Kakinya sangat sakit, Naura berjalan tertatih-tatih.
Dia bisa merasakan tatapan tajam dibelakangnya, dia menggigit bibirnya dan berjalan masuk ke dalam lift tanpa terhenti.
Ketika Naura menekan tombol tutup lift, dia tidak melihat Aaron datang mengejarnya.
Hatinya pun menjadi dingin, wajahnya juga menjadi pucat.
Lift perlahan-lahan turun, Naura juga merasa hatinya ikut turun.
Saat keluar dari lift, Naura melihat Samuel.
Samuel melihat mata Naura merah dan keluar dengan kaki telanjang. Wajahnya terkejut, dia segera menghampiri dan memapahnya. Dia menyapa Naura dengan pelan. "Kak Naura."
"Kenapa kamu ada disini?" Kaki Naura benar-benar sakit, kakinya yang terkilir tidak bisa berdiri. Dia hanya bisa mengandalkan Samuel memapahnya.
Samuel meliriknya diam-diam, kemudian berkata, "Kakakku....dia....dia bukan sengaja...."
"Iya." Naura tidak terlalu peduli dan menjawab singkat.
Sekarang, dia sudah tidak peduli apakah Kairav sengaja atau tidak.
Yang paling penting adalah sikap Aaron.
Pria itu yang memintanya untuk datang ke perjamuan makan malam ini, dia juga pria orang yang tiba-tiba datang dan marah.
Bahkan jika Kairav memegang tangannya, tidak peduli dia sengaja atau tidak dulu, apakah ini alasan mengapa Aaron marah dan tidak peduli dengan perasaannya?
Samuel dapat merasakan bahwa suasana hati Naura sekarang sedang buruk, dia juga tidak berbicara lagi, dia hanya memapah Naura dengan hati-hati.
Ketika Aaron datang tadi, Samuel adalah orang pertama yang melihatnya. Kemudian dia melihat Aaron menarik Naura keluar, keduanya tampak bertengkar, kemudian Naura masuk kedalam lift.
Setelah Naura masuk ke dalam lift, Aaron terlihat masih berdiri disana, Samuel sangat panik melihatnya. Tetapi dia juga merasa bahwa Aaron tidak bisa diganggu saat ini. Kemudian Samuel masuk kedalam lift lainnya untuk menunggu Naura.
Samuel sedang memikirkan masalah ini, tiba-tiba mendengar Naura yang berada disampingnya bertanya. "Siapa Caroline?"
"Siapa yang kamu bicarakan?" Samuel segera memalingkan kepala kearahnya dan matanya seperti terkejut.

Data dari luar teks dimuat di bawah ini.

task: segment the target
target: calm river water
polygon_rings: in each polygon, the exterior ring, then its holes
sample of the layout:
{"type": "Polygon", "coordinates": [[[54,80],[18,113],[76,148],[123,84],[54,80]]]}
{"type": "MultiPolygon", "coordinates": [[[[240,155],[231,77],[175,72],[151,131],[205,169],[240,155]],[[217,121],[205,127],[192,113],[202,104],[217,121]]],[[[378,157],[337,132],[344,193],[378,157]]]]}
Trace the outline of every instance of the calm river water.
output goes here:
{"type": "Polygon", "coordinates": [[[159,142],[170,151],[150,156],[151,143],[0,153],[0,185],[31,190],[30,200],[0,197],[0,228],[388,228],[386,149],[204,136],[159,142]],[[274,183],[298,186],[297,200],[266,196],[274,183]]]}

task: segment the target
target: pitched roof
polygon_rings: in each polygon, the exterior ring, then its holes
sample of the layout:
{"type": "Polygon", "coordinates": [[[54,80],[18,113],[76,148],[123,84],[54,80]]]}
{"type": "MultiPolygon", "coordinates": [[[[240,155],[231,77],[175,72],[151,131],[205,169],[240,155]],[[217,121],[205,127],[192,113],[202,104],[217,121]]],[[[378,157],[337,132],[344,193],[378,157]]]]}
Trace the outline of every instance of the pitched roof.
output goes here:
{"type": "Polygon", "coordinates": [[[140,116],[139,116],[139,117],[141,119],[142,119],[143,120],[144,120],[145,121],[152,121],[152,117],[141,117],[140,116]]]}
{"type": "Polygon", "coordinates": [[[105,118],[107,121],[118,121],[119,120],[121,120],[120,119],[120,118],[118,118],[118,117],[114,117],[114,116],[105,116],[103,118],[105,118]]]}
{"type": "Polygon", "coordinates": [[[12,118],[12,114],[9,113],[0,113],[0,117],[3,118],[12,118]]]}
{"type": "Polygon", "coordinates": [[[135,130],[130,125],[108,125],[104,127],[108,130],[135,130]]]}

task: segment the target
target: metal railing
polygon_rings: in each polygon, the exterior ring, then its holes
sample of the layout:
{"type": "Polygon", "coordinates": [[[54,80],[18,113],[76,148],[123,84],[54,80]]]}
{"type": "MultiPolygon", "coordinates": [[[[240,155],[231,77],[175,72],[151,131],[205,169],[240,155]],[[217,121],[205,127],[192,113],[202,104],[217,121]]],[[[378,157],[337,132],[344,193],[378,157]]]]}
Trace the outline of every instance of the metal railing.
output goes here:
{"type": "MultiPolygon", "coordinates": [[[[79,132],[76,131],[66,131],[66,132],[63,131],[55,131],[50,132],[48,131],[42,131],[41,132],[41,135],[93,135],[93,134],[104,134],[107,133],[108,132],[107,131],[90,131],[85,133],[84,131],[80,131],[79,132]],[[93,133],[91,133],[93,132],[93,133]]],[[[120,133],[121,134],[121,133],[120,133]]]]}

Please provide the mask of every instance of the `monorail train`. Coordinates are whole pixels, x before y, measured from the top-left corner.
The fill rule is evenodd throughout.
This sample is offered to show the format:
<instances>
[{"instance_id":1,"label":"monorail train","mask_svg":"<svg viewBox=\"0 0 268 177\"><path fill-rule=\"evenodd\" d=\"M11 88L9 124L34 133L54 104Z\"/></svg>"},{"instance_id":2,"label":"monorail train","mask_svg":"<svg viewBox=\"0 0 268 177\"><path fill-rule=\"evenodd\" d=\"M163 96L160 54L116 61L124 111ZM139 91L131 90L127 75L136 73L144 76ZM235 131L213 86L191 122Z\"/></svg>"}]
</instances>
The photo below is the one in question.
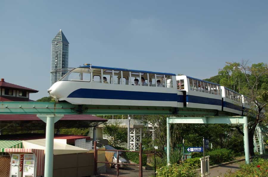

Naura melepaskan tangannya, dia menatap Samuel dengan tajam dan mengulanginya lagi. "Caroline."
Tadi saat masih diruang perjamuan, dia mendengar Kairav memanggil nama ini.
Mendengar nama ini, wajah Samuel yang tadinya lembut terlihat menjadi sedih. "Bagaimana kamu mengenal nama itu?"
Meskipun sekarang Samuel sedang dalam periode perubahan suara dan suaranya sedikit berat, tapi Naura bisa mendengar bahwa suaranya berubah jadi serak.
Ini cukup untuk menjelaskan banyak masalah.
Kairav mengenal Caroline, bahkan hubungan mereka lumayan baik. Samuel juga mengenalnya dan hubungannya juga lumayan baik.
Mungkin saja Aaron juga mengenal. Caroline.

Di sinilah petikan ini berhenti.